What is a Merge Queue?
When your team wants to ensure all tests are passing before their changes are merged into main/master/trunk it can be helpful to have an automated process to trigger those tests and ensure they pass before merging. A lot of Pull Request systems can do this for you with a check that the tests must pass before merging. There isn’t any reason to consider a merge queue unless the test take a long time to run. Waiting 5 minutes between updating a pull request and merging it in is usually fine but waiting a hour can become a problem. Especially when there are a lot of other people working on the same code base.
A Merge Queue can help with this by allowing you to submit your change as ready to merge and it will be merged in once the tests pass. It also forms a FIFO queue so that if you’re second in the queue the tests are not started until the prior changes are merged in. No point running tests for anyone later in the queue which might hit conflicts or other things to cause a passing situation to turn into a failing one.
Lesson one: You probably don’t need to make your own Merge Queue.
I was not easily convinced that our team needed one. However the slow tests wasn’t the only issues we had. People would get lost in trying to resolve conflicts and block others from merging for hours or even days. Before commiting to creating a Merge Queue I wanted to consider all the other options first. Can we make our tests run faster? Do we really need all the tests run and passing before merging? And, of course, is there software that we can buy or get for the Merge Queue.
In the end we couldn’t find one that would work with our BitBucket server and Jenkins for tests. Even something as simple as adding Slack to our mix of technologies might have changed things. But I do plan to replace our Merge Queue with the service being built now at GitHub. What we created was always intended to be replaced; in part or as a whole.
Lesson two: Adoption will be challenging despite early interest.
We did a well planned rollout and tested every scenario we could imagine. I was really impress just how much we were able to test automatically but we also ran test scenarios manually to double check things. And when a manual test found a failure we’d add a new automated test. After all that we were ready to introduce the tool to the team. At first the people working on it used it themselves while carefully negotiating the system established for manual merges. Someone would take the ‘merging pig’ (pictured below) to their desk until the merge had completed.
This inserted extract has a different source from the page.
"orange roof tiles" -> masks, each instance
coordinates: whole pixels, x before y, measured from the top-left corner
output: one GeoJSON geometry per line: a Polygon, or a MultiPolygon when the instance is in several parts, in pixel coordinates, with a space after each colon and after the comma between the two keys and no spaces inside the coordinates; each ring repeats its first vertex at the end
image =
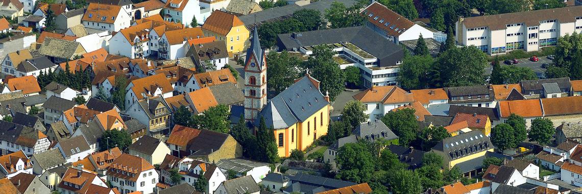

When we asked the wider team to start using the tool only about a third started using it while the rest kept doing the old manual method. It took a lot of one-on-one follow ups to find out why. Mostly they didn’t want to learn a new system and hadn’t taken the time to see how simple we made it. We also had to re-assure people on how it works despite explaining things in full many times during it’s development. How would it handle conflicts? Would it mess up my branch? Does it support sub-modules? All things we had already resolved.
Eventually we had convinced everyone to use it except one person who was still pushing in changes manually for “quick fixes”. I had to force even him to use it and restrict his access to master because his quick fix would break a merge in progress. We would check that both branches hadn’t changed between the test started and finished before doing the merge so his quick fix was a painful delay for someone else.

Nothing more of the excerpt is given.